Meski sudah diingatkan WADA agar memberikan klarifikasi, LADI tetap mengabaikan peringatan tersebut sehingga dijatuhi sanksi.
Buntut dari kelalaian tersebut, Indonesia harus puas bendera sang sakanya tak berkibar di Denmark.
Tak hanya itu, ternyata selama ini Indonesia tidak punya laboratorium khusus uji doping yang dikelola oleh LADI.
Menurut Menpora Zainudin Amali, selama ini Indonesia harus mengirim sampel tes anti-doping ke Luar Negeri, hal itu memerlukan biaya yang mahal dan waktu.
“Selama ini untuk tes doping kita harus mengirim sample tes ke Luar Negeri dan itu biayanya mahal sehingga berpengaruh terhadap sedikitnya jumlah sample tes doping di Indonesia,” ujarnya dalam rapat virtual dengan WADA, Selasa (6/10/2020).

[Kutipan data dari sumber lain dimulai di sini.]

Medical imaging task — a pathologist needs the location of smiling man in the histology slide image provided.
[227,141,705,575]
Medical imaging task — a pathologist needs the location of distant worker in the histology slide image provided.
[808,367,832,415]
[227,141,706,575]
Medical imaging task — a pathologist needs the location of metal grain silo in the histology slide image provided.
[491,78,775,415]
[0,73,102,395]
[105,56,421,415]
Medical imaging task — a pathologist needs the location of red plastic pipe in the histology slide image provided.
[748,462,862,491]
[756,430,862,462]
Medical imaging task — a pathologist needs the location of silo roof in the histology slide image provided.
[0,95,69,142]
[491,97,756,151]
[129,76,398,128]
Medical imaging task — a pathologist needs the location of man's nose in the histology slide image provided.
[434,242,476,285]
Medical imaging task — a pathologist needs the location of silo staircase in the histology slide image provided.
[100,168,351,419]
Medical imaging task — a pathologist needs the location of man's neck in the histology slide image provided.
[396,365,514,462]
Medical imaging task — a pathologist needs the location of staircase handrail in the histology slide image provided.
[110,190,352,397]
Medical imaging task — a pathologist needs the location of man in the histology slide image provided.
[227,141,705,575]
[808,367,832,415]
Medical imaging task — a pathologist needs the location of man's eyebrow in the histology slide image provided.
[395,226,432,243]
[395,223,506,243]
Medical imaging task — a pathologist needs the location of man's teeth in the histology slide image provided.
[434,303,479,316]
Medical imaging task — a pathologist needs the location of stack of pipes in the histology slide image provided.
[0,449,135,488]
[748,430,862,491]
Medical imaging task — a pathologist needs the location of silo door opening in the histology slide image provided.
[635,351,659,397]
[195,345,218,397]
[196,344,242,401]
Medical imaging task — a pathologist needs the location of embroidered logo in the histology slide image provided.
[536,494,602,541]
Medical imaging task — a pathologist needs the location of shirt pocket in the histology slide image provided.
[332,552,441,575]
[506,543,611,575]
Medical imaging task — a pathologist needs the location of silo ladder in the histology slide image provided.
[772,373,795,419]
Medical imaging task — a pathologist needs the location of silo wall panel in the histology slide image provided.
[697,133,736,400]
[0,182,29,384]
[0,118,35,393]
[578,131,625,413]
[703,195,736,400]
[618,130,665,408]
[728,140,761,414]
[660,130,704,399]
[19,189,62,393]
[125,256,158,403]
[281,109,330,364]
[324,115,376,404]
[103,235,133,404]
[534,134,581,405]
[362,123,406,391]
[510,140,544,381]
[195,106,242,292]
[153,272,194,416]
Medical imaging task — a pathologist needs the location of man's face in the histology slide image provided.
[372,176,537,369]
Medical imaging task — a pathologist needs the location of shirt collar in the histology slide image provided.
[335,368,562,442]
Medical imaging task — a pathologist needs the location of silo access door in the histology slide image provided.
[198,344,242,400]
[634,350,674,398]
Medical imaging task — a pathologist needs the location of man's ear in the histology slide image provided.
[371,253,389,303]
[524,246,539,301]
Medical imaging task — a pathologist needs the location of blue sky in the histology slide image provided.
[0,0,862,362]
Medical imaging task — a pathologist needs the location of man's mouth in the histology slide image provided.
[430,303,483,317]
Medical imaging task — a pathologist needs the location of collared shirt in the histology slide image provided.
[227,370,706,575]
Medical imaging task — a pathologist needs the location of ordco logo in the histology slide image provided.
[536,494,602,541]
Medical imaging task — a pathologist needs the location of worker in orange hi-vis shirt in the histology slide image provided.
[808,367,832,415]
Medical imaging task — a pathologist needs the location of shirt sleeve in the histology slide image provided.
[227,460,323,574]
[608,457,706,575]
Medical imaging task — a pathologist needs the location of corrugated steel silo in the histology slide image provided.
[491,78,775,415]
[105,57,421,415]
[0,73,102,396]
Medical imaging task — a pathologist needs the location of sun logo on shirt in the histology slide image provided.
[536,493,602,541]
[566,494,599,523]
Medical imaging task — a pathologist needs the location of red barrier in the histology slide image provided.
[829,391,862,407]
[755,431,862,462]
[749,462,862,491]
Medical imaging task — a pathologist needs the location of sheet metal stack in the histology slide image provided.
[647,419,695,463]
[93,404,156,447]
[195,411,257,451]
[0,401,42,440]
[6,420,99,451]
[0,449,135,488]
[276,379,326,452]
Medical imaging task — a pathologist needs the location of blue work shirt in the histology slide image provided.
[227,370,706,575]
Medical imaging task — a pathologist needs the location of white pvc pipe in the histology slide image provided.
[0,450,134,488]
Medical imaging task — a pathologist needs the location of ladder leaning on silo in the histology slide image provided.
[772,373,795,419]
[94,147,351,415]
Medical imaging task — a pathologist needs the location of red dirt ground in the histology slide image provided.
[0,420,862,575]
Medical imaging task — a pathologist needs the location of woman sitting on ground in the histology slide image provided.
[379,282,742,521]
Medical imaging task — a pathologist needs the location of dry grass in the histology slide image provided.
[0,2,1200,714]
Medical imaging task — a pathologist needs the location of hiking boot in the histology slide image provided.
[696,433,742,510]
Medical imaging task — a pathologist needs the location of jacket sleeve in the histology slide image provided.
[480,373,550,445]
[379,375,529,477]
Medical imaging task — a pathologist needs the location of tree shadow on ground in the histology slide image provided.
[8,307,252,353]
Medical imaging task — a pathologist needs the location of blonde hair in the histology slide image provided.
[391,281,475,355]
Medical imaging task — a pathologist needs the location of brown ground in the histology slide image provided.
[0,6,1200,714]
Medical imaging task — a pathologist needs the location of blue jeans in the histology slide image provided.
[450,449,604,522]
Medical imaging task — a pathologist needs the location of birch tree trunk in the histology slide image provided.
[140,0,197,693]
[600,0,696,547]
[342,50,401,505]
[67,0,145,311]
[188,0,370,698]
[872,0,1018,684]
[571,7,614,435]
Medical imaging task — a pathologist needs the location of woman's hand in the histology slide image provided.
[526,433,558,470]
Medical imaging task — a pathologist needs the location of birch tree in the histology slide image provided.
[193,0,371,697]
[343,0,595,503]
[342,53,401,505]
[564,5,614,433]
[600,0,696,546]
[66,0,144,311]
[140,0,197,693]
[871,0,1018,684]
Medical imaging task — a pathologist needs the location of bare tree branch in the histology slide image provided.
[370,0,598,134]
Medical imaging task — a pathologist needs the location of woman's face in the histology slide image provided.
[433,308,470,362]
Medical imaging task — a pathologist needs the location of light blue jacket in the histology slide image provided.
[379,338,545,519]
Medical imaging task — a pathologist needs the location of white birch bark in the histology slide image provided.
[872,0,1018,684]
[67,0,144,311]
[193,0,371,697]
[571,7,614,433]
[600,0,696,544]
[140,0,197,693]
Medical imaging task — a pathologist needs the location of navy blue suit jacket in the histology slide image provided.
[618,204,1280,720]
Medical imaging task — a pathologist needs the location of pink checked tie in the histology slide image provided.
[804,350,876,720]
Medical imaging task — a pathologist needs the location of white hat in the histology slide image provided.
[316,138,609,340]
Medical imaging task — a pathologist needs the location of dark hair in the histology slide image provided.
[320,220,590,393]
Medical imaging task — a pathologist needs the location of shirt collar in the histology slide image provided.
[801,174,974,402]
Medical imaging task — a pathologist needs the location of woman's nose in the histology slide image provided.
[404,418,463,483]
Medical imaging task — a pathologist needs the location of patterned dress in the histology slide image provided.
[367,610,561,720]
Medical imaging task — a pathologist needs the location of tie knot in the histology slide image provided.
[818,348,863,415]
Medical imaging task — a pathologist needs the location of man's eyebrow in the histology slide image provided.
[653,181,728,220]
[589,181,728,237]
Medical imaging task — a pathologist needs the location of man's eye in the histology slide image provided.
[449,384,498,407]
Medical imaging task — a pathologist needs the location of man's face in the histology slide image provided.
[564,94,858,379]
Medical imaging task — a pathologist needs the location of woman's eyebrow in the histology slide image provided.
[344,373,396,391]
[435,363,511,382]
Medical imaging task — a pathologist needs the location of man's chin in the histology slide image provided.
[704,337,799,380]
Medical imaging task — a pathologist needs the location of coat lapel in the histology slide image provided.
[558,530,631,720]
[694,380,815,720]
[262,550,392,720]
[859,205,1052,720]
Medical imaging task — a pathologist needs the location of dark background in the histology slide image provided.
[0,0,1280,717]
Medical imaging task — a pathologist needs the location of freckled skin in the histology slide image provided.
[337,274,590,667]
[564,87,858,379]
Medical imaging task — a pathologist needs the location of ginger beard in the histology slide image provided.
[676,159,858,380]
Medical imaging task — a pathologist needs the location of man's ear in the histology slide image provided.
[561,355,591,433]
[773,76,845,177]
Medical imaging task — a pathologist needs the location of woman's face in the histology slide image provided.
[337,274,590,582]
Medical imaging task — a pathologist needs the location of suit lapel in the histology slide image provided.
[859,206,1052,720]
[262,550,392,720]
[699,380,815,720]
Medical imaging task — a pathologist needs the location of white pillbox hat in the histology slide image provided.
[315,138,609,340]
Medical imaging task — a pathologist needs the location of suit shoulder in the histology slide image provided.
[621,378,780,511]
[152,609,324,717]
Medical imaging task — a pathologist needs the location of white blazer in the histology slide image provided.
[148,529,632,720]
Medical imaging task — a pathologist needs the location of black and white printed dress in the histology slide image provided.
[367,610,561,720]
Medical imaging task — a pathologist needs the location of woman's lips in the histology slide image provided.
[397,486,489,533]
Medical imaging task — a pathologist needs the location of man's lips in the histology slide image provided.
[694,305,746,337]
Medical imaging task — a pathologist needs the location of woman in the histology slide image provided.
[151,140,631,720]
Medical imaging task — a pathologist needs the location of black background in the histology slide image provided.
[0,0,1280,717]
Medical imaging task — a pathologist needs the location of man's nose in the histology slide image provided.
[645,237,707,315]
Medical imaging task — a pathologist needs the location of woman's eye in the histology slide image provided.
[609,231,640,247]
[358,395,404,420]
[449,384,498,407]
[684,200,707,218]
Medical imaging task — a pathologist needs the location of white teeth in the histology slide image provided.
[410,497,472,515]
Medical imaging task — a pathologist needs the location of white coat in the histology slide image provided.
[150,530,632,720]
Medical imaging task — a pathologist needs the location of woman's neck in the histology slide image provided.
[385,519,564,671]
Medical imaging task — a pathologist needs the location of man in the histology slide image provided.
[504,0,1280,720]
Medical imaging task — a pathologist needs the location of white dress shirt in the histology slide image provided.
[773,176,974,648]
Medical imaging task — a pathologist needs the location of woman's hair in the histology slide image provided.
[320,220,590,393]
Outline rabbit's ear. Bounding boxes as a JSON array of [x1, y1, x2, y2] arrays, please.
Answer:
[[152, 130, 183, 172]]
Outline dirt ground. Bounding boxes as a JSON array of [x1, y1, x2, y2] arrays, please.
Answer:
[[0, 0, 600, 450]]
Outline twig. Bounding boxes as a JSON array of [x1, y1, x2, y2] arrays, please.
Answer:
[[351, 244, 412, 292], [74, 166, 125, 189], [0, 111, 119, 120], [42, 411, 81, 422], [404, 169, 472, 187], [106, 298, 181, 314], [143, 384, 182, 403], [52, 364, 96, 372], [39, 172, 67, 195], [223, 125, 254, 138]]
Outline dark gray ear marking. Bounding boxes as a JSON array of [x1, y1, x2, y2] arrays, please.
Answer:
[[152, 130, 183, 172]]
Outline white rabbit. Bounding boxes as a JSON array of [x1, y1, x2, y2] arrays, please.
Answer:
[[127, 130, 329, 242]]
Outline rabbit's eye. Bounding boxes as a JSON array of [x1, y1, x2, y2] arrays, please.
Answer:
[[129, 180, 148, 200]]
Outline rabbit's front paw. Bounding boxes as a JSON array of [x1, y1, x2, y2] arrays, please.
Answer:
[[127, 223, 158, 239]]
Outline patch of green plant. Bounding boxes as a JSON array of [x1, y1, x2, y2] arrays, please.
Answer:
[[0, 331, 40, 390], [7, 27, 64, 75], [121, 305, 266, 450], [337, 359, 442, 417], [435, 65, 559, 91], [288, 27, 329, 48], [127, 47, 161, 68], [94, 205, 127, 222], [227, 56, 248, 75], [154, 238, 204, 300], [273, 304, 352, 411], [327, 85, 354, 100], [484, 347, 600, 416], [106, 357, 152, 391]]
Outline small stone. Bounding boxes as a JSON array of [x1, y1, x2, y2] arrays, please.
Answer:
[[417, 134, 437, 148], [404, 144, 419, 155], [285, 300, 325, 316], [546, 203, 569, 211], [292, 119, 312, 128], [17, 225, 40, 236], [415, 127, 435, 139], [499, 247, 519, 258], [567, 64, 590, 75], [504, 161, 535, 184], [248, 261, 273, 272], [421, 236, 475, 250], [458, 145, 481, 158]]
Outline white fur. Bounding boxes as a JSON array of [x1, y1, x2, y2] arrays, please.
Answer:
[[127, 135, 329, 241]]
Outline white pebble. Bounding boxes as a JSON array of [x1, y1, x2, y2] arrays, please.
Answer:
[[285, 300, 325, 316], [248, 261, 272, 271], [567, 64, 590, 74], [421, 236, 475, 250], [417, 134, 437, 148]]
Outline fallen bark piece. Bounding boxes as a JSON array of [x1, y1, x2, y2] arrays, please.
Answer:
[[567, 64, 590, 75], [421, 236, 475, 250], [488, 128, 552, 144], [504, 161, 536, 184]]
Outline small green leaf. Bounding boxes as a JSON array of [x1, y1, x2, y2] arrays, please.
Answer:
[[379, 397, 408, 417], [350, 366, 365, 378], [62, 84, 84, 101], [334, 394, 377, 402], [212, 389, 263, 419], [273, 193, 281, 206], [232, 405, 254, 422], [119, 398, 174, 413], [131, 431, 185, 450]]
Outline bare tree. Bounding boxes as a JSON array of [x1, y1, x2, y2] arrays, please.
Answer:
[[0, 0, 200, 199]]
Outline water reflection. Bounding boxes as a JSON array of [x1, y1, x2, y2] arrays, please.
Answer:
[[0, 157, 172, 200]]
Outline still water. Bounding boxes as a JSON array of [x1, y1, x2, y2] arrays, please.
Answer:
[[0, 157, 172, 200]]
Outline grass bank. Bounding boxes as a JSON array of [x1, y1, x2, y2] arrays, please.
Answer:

Selain itu, menurut Ketua MPR RI Bambang Soesatyo, biaya yang dikeluarkan Indonesia untuk melakukan tes anti-doping di luar negeri sekitar Rp7 jutaan per sampel.
Dengan perhitungan biaya dan efektifitas tersebut, sebetulnya Indonesia tengah berencana membangun laboratorium anti-doping di dalam negeri.
Wacana tersebut ada sejak tahun 2020, hal itu dinyatakan oleh Menpora pada rapat virtual dengan WADA, Selasa, (6/10/2020).
Bahkan, Menpora telah meningkatkan rencana anggaran terhadap LADI.
“Kami sampaikan bahwa rencana keuangan dukungan terhadap LADI meningkat sekitar 500% pada tahun 2021 dan selanjutnya dibandingkan tahun-tahun sebelumnya, yang diantaranya akan digunakan untuk peningkatan jumlah test doping dan pembangunan labolatorium anti doping di Indonesia” tegasnya.
Senada dengan Menpora, Ketua MPR pun mendukung rencana pembuatan laboratorium tes doping.
“Daripada kita melakukan test anti doping di luar negeri yang bisa memakan biaya berkisar Rp 7 jutaan per sampel, lebih baik kita memiliki laboratorium anti doping sendiri. Terlebih menurut LADI, harga peralatan labolatoriumnya tidak terlalu besar. Berkisar Rp 200 miliar,” ujarnya dalam pertemuan dengan pengurus LADI pada Jumat, (1/10/2021), di Jakarta.
Kendati demikian, rencana pembangunan tersebut nampaknya belum dieksekusi.